2) The prophecy of an entire nation of godly surrogates has been set aside by God as an impossible fantasy.
2. The denial of these arguments rests in the claim that God is actually using the scandalous rebellion to further His Plan and to fulfill His words.
a. At the heart of Paul's Gospel is the claim that God demonstrated in Christ that He is not subject to the perversity or will of men.
1) No body ... not one single person ... believed that Jesus was the victorious Christ when He was crucified, but God was not bound, or limited in any way, by that unbelief.
2) The resurrection from the dead was God's most potent proof that unbelief is never right even when all of the tangible evidence seems to be on its side.
b. Within the details of Paul's Gospel is the explanation of God's methods for triumph.
1) First, there is no demonstrated evidence that what is required by the Isaiah 2 Plan can not be accomplished.
a) It is possible that the "minority" of "the elect" will grow to be a "majority" so that the nation can be godly.
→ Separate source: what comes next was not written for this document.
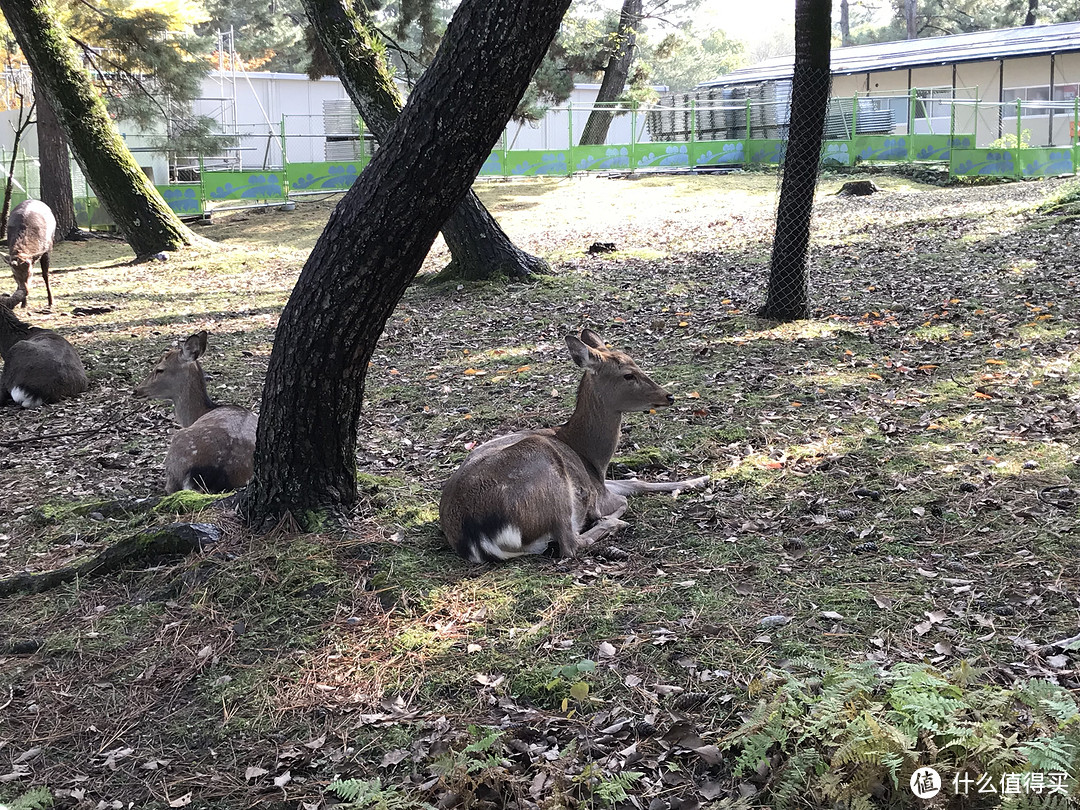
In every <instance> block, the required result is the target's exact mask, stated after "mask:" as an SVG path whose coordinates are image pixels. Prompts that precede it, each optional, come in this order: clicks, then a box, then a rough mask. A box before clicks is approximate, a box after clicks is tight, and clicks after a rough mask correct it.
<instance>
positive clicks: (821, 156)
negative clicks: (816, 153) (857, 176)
mask: <svg viewBox="0 0 1080 810" xmlns="http://www.w3.org/2000/svg"><path fill="white" fill-rule="evenodd" d="M821 159H822V160H823V161H824V162H825V163H839V164H840V165H841V166H846V165H848V164H849V163H850V162H851V156H850V153H849V152H848V145H847V144H836V143H831V144H825V148H824V149H823V150H822V156H821Z"/></svg>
b) It is possible that the "majority" of the wicked will be shrunk to a "minority" so that the nation can be godly.
c) It is possible for both "growth" and "shrinkage" can produce a godly nation.
2) Second, the biblical picture is actually an intensified form of the third possibility.
a) On the one hand, the biblical picture (even in Isaiah 2:10-22) is one of a cataclysmic fulfillment of Jesus' warning to Nicodemus.
b) On the other hand, the picture of our text is that God is going to increase the growth of the elect by using the outcome of the rebellion of the wicked.
i. In Romans 10:19 Paul introduced the process of jealousy as a divine tool to bring up the numbers of the elect.
ii. In our current text Paul again inserts this process of jealousy into the picture as an argument that one cannot rest upon the appearance of things to justify unbelief.
III. The Ultimate Point.
A. On the one hand, it is a bit ridiculous to try to outfox God.
B. On the other hand, it is a demonstrated fact that God can turn any act of rebellion into a tool.
C. And, ultimately, the biblical record is not a record of the "defeat" of the "Plan" but, rather, a demonstration that no matter how far things deteriorate, God has something up His sleeve to counter the success of evil.